Challenge 27: OCR - Extract Text from Images
Estimated Time
45 min | Cost: $1-3 (estimated) | Domain: Implement Computer Vision Solutions (10-15%)
Exam skills covered
- Extract text from images using Azure AI Vision Read feature
- Convert handwritten text to digital text
- Process multi-page documents
Overview
Azure AI Vision's Read feature (part of Image Analysis 4.0) extracts printed and handwritten text from images and documents. The text hierarchy:
Image → Blocks → Lines → Words (with bounding polygons and confidence)
Key characteristics:
- Supports 164+ languages for print, 9 languages for handwriting
- Handles rotated, skewed, and noisy text
- Returns bounding polygons for each text element
- Synchronous API for single images
For multi-page PDFs, use the Azure AI Document Intelligence Read model instead.
Prerequisites
- Azure subscription
- Azure AI Services resource
- Python 3.9+ or .NET 8
- Package:
azure-ai-vision-imageanalysis(v1.0+)
Implementation
Task 1: Extract Printed Text from Images
- Python SDK
- C# SDK
- REST API
import os
from azure.ai.vision.imageanalysis import ImageAnalysisClient
from azure.ai.vision.imageanalysis.models import VisualFeatures
from azure.core.credentials import AzureKeyCredential
client = ImageAnalysisClient(
endpoint=os.environ["AZURE_AI_ENDPOINT"],
credential=AzureKeyCredential(os.environ["AZURE_AI_KEY"])
)
# Extract text from an image URL
image_url = "https://learn.microsoft.com/azure/ai-services/computer-vision/media/quickstarts/presentation.png"

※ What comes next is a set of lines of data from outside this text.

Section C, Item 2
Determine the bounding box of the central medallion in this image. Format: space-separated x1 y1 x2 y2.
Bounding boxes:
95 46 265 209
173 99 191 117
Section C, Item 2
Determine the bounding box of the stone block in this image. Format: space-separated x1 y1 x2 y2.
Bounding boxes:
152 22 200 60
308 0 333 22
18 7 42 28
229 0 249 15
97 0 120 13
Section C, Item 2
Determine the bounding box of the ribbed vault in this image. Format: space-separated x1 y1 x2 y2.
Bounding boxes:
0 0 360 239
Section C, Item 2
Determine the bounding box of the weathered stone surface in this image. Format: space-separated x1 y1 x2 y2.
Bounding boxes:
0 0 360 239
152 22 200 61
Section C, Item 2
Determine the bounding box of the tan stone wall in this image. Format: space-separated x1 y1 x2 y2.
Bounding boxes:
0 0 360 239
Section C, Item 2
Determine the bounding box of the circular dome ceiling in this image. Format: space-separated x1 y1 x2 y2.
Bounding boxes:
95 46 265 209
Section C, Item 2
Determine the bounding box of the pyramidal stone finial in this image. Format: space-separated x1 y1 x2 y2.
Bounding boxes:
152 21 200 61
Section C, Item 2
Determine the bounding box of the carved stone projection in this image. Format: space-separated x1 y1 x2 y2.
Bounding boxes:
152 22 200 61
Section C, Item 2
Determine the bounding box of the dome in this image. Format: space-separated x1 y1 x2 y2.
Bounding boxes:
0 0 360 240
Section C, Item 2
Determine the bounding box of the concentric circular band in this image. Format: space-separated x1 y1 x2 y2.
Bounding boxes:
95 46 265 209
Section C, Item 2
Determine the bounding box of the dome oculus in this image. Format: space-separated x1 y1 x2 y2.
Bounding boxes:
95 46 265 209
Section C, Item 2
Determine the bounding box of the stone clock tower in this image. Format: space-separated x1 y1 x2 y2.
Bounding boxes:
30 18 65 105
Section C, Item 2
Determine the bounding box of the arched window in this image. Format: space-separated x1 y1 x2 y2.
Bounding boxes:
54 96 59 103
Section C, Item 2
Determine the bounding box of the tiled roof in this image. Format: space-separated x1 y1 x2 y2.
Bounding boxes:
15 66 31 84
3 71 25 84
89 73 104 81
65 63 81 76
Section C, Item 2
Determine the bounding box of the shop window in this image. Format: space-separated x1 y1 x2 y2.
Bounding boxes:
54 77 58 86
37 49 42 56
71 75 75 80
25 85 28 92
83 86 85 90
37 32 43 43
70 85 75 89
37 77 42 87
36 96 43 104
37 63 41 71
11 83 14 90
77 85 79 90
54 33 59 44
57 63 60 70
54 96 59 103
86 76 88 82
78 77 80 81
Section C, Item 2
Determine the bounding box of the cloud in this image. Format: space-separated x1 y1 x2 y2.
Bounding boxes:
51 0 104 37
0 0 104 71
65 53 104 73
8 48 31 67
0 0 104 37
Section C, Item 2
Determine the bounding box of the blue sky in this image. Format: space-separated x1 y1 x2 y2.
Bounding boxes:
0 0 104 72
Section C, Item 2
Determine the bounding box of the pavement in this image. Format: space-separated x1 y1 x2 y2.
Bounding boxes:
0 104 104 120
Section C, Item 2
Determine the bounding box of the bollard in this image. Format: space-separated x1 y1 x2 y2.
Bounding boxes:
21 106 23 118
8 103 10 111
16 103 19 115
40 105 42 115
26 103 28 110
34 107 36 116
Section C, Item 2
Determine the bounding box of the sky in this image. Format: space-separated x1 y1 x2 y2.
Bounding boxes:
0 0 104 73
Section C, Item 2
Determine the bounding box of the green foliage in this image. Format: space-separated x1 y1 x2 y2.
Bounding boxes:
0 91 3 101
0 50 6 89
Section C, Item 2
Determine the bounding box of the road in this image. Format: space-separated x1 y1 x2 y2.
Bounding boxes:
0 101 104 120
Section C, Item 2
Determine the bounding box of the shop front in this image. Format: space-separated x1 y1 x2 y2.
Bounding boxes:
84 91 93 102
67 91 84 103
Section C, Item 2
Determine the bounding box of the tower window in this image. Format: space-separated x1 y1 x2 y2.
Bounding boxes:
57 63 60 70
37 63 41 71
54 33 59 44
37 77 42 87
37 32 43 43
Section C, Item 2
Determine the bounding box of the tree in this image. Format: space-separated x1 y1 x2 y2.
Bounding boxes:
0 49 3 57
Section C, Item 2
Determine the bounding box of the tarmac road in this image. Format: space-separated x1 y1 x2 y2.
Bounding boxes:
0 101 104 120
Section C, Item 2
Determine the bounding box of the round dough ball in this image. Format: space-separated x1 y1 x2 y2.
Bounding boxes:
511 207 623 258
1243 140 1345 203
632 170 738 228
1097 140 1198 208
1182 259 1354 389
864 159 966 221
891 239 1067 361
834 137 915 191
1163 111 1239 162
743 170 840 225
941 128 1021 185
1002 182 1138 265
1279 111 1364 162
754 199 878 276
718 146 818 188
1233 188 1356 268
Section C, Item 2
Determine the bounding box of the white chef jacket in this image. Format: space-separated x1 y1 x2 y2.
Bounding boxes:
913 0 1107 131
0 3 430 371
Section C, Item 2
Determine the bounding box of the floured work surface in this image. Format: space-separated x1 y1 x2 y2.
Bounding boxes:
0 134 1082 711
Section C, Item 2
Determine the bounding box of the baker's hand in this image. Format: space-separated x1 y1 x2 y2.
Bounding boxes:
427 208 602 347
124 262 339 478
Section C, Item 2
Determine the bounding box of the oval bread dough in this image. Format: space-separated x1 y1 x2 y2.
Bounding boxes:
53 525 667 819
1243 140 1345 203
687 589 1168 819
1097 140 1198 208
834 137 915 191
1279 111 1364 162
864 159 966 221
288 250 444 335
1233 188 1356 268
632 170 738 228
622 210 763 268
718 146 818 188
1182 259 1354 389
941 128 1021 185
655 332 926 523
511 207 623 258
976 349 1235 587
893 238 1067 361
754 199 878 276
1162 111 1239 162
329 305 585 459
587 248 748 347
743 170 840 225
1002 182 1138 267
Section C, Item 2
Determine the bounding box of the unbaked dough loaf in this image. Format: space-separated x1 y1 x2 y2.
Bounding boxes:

result = client.analyze_from_url(
image_url=image_url,
visual_features=[VisualFeatures.READ]
)
if result.read:
print("Extracted Text:")
print("-" * 40)
for block in result.read.blocks:
for line in block.lines:
print(f" Line: '{line.text}'")
print(f" Bounding polygon: {line.bounding_polygon}")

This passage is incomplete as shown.